- A Justiça de São Paulo decretou a prisão preventiva de Deolane Bezerra, influenciadora e advogada, por suspeitas de ligação com o PCC e lavagem de dinheiro.
- A investigação aponta patrimônio incompatível com rendimentos declarados e “vultosas movimentações financeiras” associadas a um estilo de vida luxuoso.
- Existem indícios de recebimentos de uma transportadora de valores ligada ao PCC, considerados operações de lavagem de dinheiro.
- O relatório cita estruturas de empresas de Deolane com endereços residenciais simples no interior paulista e uso de um mesmo contador, com endereços que sugerem veículos de lavagem.
- A operação cumpriu mandados também contra Marcola, chefe da facção, o irmão dele e dois sobrinhos; Deolane foi presa após retornar de viagem internacional à Itália.
O Ministério Público de São Paulo e a Polícia Civil indicam que o patrimônio da influenciadora e advogada Deolane Bezerra é incompatível com seus rendimentos declarados e pode ter origem na lavagem de dinheiro relacionada ao PCC. A defesa não foi localizada até o fechamento deste texto.
A investigação aponta diversas movimentações financeiras vultosas e um estilo de vida ostentoso, com viagens internacionais, carros de luxo e aeronaves.
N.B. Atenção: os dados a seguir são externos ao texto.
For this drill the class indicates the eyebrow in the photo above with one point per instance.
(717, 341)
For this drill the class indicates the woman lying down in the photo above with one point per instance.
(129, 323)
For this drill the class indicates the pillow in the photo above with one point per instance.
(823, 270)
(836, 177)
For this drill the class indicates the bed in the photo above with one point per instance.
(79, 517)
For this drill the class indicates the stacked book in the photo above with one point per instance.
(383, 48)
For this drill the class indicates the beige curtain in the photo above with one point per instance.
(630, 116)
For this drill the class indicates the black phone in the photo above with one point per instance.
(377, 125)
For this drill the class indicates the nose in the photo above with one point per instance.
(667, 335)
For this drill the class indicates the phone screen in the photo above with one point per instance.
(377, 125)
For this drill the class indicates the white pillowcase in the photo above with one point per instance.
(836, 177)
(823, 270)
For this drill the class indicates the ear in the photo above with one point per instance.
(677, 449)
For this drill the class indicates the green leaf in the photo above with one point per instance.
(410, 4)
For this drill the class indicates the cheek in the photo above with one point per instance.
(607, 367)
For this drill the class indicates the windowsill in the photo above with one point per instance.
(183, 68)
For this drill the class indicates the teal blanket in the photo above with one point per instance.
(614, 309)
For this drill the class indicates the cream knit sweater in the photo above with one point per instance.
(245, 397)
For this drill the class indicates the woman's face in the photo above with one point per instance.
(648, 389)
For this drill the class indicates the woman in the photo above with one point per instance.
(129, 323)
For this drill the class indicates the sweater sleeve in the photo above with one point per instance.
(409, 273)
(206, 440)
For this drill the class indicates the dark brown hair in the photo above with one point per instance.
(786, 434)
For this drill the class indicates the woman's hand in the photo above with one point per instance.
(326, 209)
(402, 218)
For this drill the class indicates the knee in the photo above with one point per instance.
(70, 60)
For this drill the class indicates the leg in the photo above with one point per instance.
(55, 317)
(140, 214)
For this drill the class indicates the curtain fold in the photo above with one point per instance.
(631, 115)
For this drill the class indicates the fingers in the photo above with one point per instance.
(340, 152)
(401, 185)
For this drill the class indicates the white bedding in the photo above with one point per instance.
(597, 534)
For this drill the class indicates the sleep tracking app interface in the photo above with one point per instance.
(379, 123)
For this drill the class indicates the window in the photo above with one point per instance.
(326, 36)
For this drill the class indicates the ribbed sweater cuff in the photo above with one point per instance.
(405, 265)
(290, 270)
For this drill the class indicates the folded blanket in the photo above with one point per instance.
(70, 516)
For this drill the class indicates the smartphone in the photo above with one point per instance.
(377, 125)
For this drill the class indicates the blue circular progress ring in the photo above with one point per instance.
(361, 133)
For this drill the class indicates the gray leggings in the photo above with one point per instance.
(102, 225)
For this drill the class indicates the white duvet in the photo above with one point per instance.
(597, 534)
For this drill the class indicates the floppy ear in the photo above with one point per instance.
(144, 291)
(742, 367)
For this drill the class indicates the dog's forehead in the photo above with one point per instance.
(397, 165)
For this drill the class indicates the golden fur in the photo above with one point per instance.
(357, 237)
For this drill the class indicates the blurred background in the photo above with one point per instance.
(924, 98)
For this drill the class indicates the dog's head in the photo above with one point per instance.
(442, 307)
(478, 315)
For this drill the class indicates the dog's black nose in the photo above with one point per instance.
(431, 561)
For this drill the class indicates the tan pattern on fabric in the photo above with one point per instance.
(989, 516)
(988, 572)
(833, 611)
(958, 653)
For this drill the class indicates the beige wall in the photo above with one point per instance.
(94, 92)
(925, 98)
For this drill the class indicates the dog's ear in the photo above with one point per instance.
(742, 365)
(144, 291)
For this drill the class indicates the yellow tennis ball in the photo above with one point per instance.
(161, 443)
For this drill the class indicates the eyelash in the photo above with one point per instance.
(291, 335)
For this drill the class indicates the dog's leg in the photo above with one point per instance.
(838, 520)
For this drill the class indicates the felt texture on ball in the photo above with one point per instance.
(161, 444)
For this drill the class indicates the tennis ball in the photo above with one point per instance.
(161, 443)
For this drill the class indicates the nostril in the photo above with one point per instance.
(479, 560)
Segundo a Justiça, há indícios de operações de lavagem por meio de empresas ligadas a Deolane.
A decisão de prisão preventiva foi cumprida na quinta-feira, 21, em Barueri, na região metropolitana de São Paulo. A influenciadora havia acabado de retornar de uma viagem à Itália.
Além de Deolane, a operação mira o chefe do PCC, Marcola, já preso, o irmão dele e dois sobrinhos. Os mandados também atingem empresas associadas às atividades investigadas, com indícios de uso de estruturas empresariais para favorecer o tráfico de capitais.
Medidas e desdobramentos
A investigação cita registros do COAF e a quebra de sigilos que apontam as movimentações. As empresas citadas, entre elas Bezerra Publicidade e Comunicação Ltda. e Deolane Bezerra Holding Participações Ltda., teriam endereços residenciais simples no interior paulista.
O relatório indica que as mesmas estruturas empresariais compartilham imóveis, contadores e endereços sem atividade operacional verificada. A polícia aponta que esse padrão reforça a hipótese de atividades ilícitas conectadas ao financiamento do PCC.
Deolane já havia sido presa em 2024 em outra linha de investigação envolvendo plataformas de apostas online. A nova ação judicial mantém o foco na relação entre patrimônio, renda declarada e possível lavagem de dinheiro.